The Craigentinny Marbles is the mausoleum of William Henry Miller (1789–1848), a wealthy landowner and Member of Parliament for Newcastle-under-Lyme, who retired to his estate at Craigentinny after losing his parliamentary seat in 1841. Miller was childless, so upon his death in 1848, the execution of his will fell to a distant relative, Samuel Christy. The will contained instructions to bury Miller's body in a 20-foot-deep pit above which, The Scotsman reported, would be built a monument "in commemoration of the private virtues of the deceased, for, as a public character, he was unknown." £20,000 was allocated for construction. Although the monument would originally have been a solitary structure in a moorland half a mile east of Miller's house, it is now somewhat incongruously surrounded by 1930s bungalows on Craigentinny Crescent.

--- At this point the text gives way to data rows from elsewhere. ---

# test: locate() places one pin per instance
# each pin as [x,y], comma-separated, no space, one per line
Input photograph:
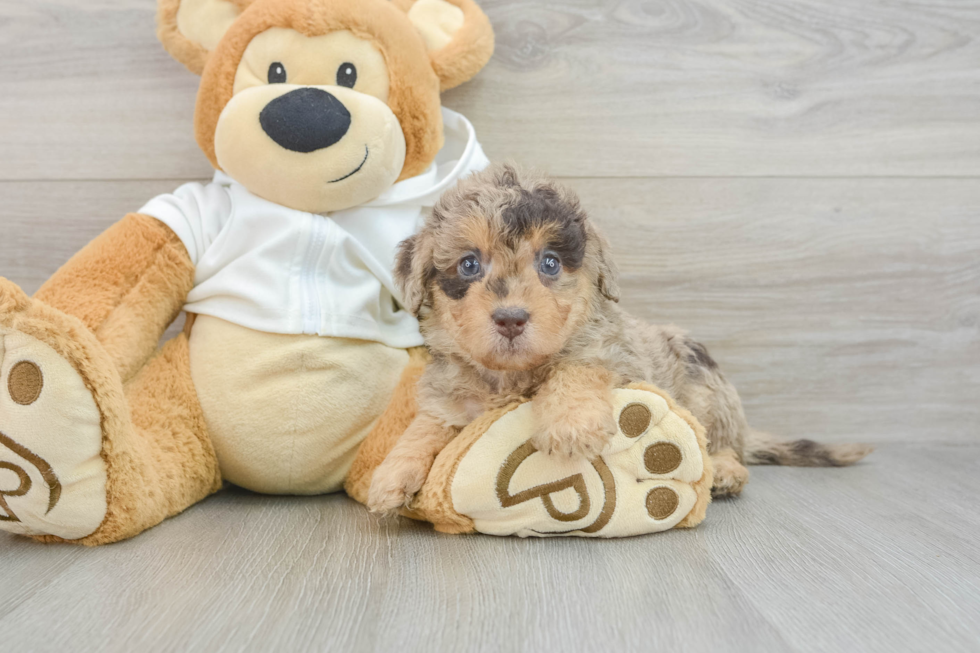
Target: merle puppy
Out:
[516,295]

The mausoleum itself was designed by David Rhind and completed in 1856, with two bas relief sculptures by Alfred Gatley depicting part of the biblical narrative of the Exodus added later. The relief on the north face, 'The Overthrow of Pharaoh in the Red Sea', shows the destruction of Ramesses II's army during the crossing of the Red Sea. The relief on the south face, 'The Song of Moses and Miriam', depicts the Israelites singing a song of celebration for their escape and the destruction of the Egyptian army. The 'Pharaoh' bas-relief was finished in time to be displayed at the 1862 International Exhibition in London, but the 'Song' bas-relief was completed just before Gatley's death from dysentery in 1863.

The monument was designated a Category A listed building in 1970.